Non ci sono che i loro fili sottili a tenerci legati (ancora per poco, credo) all’amore per il Possibile Impossibile da Realizzare.

Non fatemi più domande, non datemi più risposte! Non mettetemi più alla prova! No, a Quella no! – alla Prova dei fatti, nessun sogno resiste.
Da che Orfeo è tornato, come Gilgameš, a mani vuote, amo quello che grazie ai più audaci viandanti nelle Terre del Possibile ho saputo d’aver sempre amato: l’intuizione, la fulminazione in cui balena, insieme!, tutto il Possibile nella Luce Nera della sua Gloria.
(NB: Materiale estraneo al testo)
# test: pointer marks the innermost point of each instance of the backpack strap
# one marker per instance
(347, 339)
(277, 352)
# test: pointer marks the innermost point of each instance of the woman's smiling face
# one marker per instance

Solo il Possibile è Glorioso Immortale – perché mai si realizza.
Realizzare il Possibile è ucciderlo. È condannarlo a essere solo quel poco che avanza. È restringerlo alla soddisfazione dei bisogni e dei desideri. Insomma, è negargli ciò di cui più ha bisogno e che più desidera: essere liberato dalla Prova dei Fatti, essere lasciato libero di essere non questi occhi con cui vede, non queste orecchie con cui sente le pulsazioni del suo battito nel mondo, non queste mani con cui nervosamente si accarezza la barba, no: niente di tutto questo, niente di ciò che è questo o quello, ma puro libero lasciarsi andare fin dentro il castello del Suo mistero «circolare».

Blumenfeld-Seni
Blumenfeld – Curve d’intenso

Che ci vuoi fare? le «cose reali», le res non quadrano mai.
Ego tamquam centrum circuli – ti ricordi? è così che dice, piangendo, l’Angelo apparso a Dante (voglio dire a un bambino di nove anni!). Le «cose» circolano solo nei miraggi terminali di un Peter Pan come di un Paolo degli Uccelli.
Quando Paolo s’era stancato di dipingere.
Quando il Poeta si stancò della letteratura.
Non prima, gli fu concesso un sorso dell’«olio di misericordia». Un poco di quella lingua antica, un resto da «balbettare», un lasciarsi cadere come un asino in mezzo ai suoni, e un gioire di tanta povertà, di tanta grazia ritrovata.
Per stanchezza, ovviamente.

Al Vecchio Intrepido Väinämöinen, la barcaiola ha lavato il «canto» solo quando il cantore si è stancato di cantare.
La verità è che era stanco di andare dal centro alla circonferenza del suo essere, stanco di andare e poi tornare dalla circonferenza al centro del suo non essere, senza arrendersi all’evidenza che, se le cose non quadrano, è perché uno spirito circoscritto si sta vendicando dell’Omissis.